The U.S. Supreme Court today issued a unanimous opinion in the case, Endrew F. v. Douglas County School District, ruling in favor of the parents of a Colorado student with autism who indicated that the district did not meet the requirements of the Individuals with Disabilities Education Act (IDEA) thereby, denying him a free appropriate public education (FAPE). Chief Justice John G. Roberts Jr who wrote the opinion said, “when all is said and done, a student offered an educational program providing ‘merely more than de minimis’ progress from year to year can hardly be said to have been offered an education at all.”
On January 11th, the Supreme Court justices heard the case deliberating what the level of educational benefit that school districts must confer on children with disabilities to provide them with the FAPE guaranteed by the IDEA. Endrew F. v. Douglas County School District is focused on a Colorado boy with autism, whose family asked the justices to clarify what education benefits an Individualized Education Program (IEP) must provide. Endrew F. (Drew) was provided an IEP from preschool through 4th grade, where he was a student in Douglas County School District. For 5th grade Drew was enrolled in a private school, after his parents disagreed with the County’s proposed IEP for 5th grade, stating it was too similar to the goals for earlier years. Drew and his parents filed a law suit in federal district court, stating that he has been denied FAPE and seeking tuition reimbursement for his private school, where they say he has “made academic, social, and behavioral progress.” Drew and his parents asked the eight justices to weigh in after the federal district court ruled that the IEP was “substantively adequate” after clarifying that that the educational benefit was “merely more than de minimis.” Douglas County School District counters that a standard desired by the family could potentially escalate the number of court cases. The school district stand behind the court’s decision in Rowley.
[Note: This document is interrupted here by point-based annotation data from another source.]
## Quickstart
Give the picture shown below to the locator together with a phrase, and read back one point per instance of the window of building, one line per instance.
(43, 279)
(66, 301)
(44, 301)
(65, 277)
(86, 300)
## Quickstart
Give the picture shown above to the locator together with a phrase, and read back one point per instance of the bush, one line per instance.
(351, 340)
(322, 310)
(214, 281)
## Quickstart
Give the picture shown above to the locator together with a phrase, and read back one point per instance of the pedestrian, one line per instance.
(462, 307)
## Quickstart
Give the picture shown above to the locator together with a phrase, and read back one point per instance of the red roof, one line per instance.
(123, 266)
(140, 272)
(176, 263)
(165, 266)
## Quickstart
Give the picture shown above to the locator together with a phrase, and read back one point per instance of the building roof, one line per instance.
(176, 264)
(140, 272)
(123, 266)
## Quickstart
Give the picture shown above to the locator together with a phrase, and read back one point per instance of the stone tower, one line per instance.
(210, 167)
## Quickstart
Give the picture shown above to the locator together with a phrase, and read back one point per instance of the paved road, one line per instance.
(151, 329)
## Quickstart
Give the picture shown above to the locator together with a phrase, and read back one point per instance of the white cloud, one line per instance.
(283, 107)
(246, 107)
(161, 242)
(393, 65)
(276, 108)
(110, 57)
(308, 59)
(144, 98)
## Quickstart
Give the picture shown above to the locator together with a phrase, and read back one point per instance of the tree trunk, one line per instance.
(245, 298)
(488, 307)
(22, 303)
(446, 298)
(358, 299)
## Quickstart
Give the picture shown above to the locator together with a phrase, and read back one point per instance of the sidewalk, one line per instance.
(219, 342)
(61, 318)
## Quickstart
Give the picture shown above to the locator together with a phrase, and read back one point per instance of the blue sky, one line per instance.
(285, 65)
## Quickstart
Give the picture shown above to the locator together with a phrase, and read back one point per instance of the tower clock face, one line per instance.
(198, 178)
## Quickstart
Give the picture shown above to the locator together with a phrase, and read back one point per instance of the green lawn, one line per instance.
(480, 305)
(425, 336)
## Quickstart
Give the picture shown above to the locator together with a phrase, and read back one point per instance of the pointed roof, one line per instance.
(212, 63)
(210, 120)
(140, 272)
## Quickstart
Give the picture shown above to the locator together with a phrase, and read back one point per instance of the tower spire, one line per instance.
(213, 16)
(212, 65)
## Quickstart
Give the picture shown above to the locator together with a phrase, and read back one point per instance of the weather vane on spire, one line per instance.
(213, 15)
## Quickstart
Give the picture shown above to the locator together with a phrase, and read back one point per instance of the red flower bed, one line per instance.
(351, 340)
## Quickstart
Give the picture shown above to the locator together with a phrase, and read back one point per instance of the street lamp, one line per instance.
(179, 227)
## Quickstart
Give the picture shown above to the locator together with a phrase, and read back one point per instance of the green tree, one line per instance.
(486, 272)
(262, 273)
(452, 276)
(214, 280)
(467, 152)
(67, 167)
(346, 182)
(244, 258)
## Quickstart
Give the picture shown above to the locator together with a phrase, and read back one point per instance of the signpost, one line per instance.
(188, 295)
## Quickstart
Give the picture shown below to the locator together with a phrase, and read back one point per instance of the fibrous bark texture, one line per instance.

CEC Policy and Advocacy staff and several CEC members had the opportunity to sit in on the Supreme Court oral argument and hear the deliberation first hand. The argument preview and the official hearing transcript can be read on the SCOTUSblog.
In delivering the opinion on behalf of a unanimous Court, Justice Roberts said, “a child’s education program must be appropriately ambitious in light of his circumstances, just as advancement from grade to grade is appropriately ambitious for most children in the regular classroom.” In addition, Roberts stated in the opinion, “the goals may differ, but every child should have the chance to meet challenging objectives.” “This statement is more demanding than the merely more than de minis” test applied by the Tenth Circuit. The Circuit Courts to date have been split in their decisions regarding that “standard” to enable a student to receive educational benefit.
Chief Justice John G. Roberts concluded his written opinion on behalf of the eight justices stating, “The judgement of the United State Courts of Appeals for the Tenth Circuit is vacated, and the case is remanded for further proceedings consistent with this opinion.”